When I started looking for my first engineering hire, every guide told me the same thing: "find a technical co-founder." I did not have one. I did not know any. The advice was useless to me.
The first person I hired was a senior engineer from a Big Tech company. CV was incredible. He lasted four months. He was used to working on a team of forty, with PMs writing specs, designers handing him Figma files, and a senior engineer reviewing every PR. I had none of those things. When I gave him a one-line description of a feature and asked him to build it, he froze. The job he was good at was not the job I needed done.
The second person I hired was a freelancer who built fast and cheap. We shipped a lot. Six months later, when paying customers started using the app, the entire architecture had to be torn out and rebuilt because none of it had been written with a second user in mind, let alone five hundred. The job he was good at was not the job I needed done.
The third hire. the one that worked. was someone with five years at a small startup. Not a name-brand company. Not the cheapest freelancer. He had two qualities I had not known to look for: he had been the only engineer at his last job for a while, so he knew how to make decisions without a senior reviewer; and he had inherited a codebase that grew from 100 users to 50,000, so he knew which corners you can cut at 100 users and which ones you cannot.

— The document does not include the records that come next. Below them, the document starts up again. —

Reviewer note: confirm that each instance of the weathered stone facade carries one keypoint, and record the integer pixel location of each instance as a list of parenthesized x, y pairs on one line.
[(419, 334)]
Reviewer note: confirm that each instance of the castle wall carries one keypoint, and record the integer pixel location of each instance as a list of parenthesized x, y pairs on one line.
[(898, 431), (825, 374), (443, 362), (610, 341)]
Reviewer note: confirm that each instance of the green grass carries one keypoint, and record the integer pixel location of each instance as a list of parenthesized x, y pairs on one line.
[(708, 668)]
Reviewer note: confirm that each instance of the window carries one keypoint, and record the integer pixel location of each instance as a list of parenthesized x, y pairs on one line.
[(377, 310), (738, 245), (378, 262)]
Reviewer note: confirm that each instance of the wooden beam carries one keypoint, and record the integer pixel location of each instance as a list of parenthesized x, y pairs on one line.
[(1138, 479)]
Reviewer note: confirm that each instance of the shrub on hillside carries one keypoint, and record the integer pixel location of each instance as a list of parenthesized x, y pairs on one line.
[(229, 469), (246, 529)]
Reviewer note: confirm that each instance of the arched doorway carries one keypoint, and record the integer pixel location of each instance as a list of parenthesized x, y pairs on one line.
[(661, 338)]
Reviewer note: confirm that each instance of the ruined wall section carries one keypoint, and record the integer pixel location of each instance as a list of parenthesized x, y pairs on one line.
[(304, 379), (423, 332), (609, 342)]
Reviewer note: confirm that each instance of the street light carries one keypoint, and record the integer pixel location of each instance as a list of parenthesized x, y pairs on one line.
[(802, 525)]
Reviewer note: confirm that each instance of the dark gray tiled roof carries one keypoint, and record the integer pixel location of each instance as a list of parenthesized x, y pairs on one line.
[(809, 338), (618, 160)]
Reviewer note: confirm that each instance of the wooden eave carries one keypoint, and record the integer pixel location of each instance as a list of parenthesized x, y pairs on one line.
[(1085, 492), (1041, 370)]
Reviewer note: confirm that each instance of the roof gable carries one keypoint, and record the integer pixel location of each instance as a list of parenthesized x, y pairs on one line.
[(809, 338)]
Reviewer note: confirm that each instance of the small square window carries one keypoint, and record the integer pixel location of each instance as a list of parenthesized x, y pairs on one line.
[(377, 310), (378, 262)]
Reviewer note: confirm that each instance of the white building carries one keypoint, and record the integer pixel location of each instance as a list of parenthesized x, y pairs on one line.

What I wish someone had told me in 2020: the first engineer at a one-person startup is doing a different job than an engineer anywhere else. They are deciding the database schema, the deployment story, the code review standards, and the bug triage all by themselves. They are talking to customers. They are reading your support tickets. They cannot specialise. They have to be a generalist who is calm with ambiguity.
You are not hiring "an engineer." You are hiring the person who will be alone in a room with your codebase for the next eighteen months. Look for someone who has done that before. at a small company, on a small team, with a small budget. and you will save yourself two firings.